With respect to the March 4 article "John Manjiro's U.S. home to become museum" and the claim that Manjiro (Manjiro Nakahama) may have been the first Japanese to visit North America, I would offer that he was perhaps more than 200 years late. The first encounters by Japanese with what would become U.S. territory is likely to have occurred in Florida. Japanese may have visited the peninsula long before setting foot in any other part of the United States, including California and Hawaii.

The earliest visitors to Florida were probably Hasekura Tsunenaga and the 180-member diplomatic mission that he led en route to Europe in 1614. Representing the feudal lord Date Masamune, Hasekura was Japan's first official envoy to travel outside of East Asia. Escorted by Spanish missionaries, he traveled across the Pacific Ocean to Acapulco and across Mexico to Veracruz, then on to Havana, Cuba, and up the east coasts of Florida and Georgia before crossing the Atlantic Ocean to Spain.

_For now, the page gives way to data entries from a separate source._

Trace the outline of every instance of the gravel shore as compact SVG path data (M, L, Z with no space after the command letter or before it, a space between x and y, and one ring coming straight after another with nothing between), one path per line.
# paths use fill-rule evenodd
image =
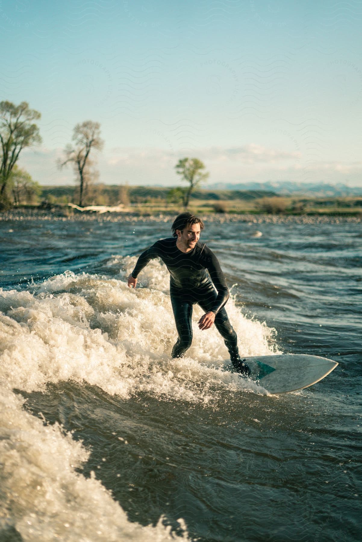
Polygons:
M128 212L76 213L66 216L62 211L56 209L37 210L34 209L11 209L0 212L0 221L62 221L63 222L168 222L173 220L175 214L157 213L152 215L140 216ZM250 214L243 215L227 213L205 214L203 217L207 222L249 222L254 224L339 224L360 223L362 217L347 216L345 215L270 215Z

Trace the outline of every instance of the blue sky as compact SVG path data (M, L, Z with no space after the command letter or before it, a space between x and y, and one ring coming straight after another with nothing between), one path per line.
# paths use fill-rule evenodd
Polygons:
M362 185L362 3L355 0L0 0L0 96L41 112L20 165L72 183L56 158L78 122L101 124L100 182Z

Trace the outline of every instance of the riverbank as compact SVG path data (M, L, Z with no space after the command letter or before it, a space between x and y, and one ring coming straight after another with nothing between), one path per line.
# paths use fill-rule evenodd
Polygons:
M0 213L0 221L60 221L63 222L168 222L173 220L178 211L172 212L155 212L152 215L139 215L137 212L76 213L67 214L67 209L61 208L40 209L38 208L12 208ZM202 215L202 213L200 213ZM223 224L230 222L247 222L254 224L339 224L361 223L362 215L344 214L270 214L268 213L214 213L204 216L209 223Z

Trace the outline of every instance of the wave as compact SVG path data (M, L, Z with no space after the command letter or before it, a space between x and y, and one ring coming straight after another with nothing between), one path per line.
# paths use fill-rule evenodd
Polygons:
M227 351L216 330L195 327L188 357L170 359L176 337L168 273L151 262L142 287L131 290L125 279L135 262L112 257L107 266L118 271L112 279L67 271L21 291L0 291L0 532L7 536L173 539L162 518L155 527L128 521L94 473L86 478L80 472L89 451L59 424L25 411L14 389L43 391L72 380L124 399L146 392L201 404L225 389L262 392L224 370ZM232 299L227 306L244 355L274 353L273 330L244 318ZM196 322L202 313L198 307L195 313Z

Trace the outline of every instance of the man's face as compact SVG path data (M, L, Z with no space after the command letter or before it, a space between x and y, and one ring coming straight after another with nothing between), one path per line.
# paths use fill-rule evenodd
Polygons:
M188 224L182 231L177 230L176 233L178 236L179 240L181 241L184 247L186 247L188 248L193 248L200 238L201 231L199 224Z

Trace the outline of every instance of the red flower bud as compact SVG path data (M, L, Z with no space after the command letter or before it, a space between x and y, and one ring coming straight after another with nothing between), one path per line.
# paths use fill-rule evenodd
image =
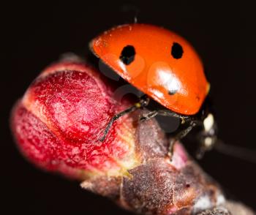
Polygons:
M146 110L114 122L132 105L114 99L115 88L80 63L50 66L31 83L12 110L11 126L23 154L42 168L83 181L82 187L146 214L190 214L222 204L218 186L154 119L140 123Z
M13 109L18 146L36 165L80 179L133 167L138 160L132 118L116 121L105 140L99 140L113 115L131 105L114 100L113 90L86 64L50 66Z

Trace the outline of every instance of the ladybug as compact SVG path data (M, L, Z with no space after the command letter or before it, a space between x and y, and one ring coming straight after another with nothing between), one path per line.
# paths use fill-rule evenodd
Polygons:
M91 42L90 48L105 64L146 95L111 119L102 140L115 120L147 106L151 98L165 108L153 110L141 120L157 115L179 118L181 124L187 126L173 138L173 143L201 125L201 142L205 148L211 147L215 123L213 115L202 108L210 84L200 57L187 40L162 27L132 23L104 32Z

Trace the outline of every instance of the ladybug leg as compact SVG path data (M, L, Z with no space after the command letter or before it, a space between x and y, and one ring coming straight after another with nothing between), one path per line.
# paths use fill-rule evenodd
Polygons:
M150 119L150 118L151 118L153 117L155 117L157 114L158 114L157 110L151 111L149 113L147 113L144 114L143 116L142 116L140 118L140 121L144 121L148 120L148 119Z
M197 125L197 122L196 121L191 121L189 125L181 131L178 134L176 134L173 137L170 139L170 146L169 146L169 156L171 157L171 155L173 154L173 147L174 144L177 140L181 140L184 137L187 136L188 133L191 132L191 130Z
M200 147L197 152L197 158L201 159L206 151L211 150L217 142L217 125L214 116L208 113L203 120L203 129L199 134Z
M114 121L117 119L118 119L120 117L123 116L124 115L128 114L129 113L132 113L133 111L135 111L138 109L140 109L141 108L146 107L148 105L149 102L149 99L148 97L143 97L140 99L140 101L137 103L135 103L134 105L132 105L132 107L127 108L127 110L124 110L124 111L121 111L118 113L117 113L116 115L115 115L111 119L110 121L108 122L106 128L104 130L104 133L102 137L99 139L99 140L101 142L103 142L104 140L106 138L107 135L111 127L111 126L113 125L113 124L114 123Z
M140 121L143 121L150 119L153 117L155 117L157 115L179 118L181 120L181 124L184 124L186 121L189 118L189 116L181 116L169 110L153 110L145 114L143 117L140 118Z

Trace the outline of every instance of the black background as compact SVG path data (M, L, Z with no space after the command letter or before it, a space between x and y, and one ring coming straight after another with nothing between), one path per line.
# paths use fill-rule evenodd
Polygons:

The fact that St. Augustine, Florida, founded in 1565, provided the last opportunity for Spanish ships to take on supplies before heading to open sea made it a likely port of call for the Spanish galleons providing passage for the Japanese diplomats on the Atlantic leg of their journey.

Incidentally, in Florida the Morikami Museum and Japanese Gardens represent the only museum in the Americas devoted exclusively to Japanese culture.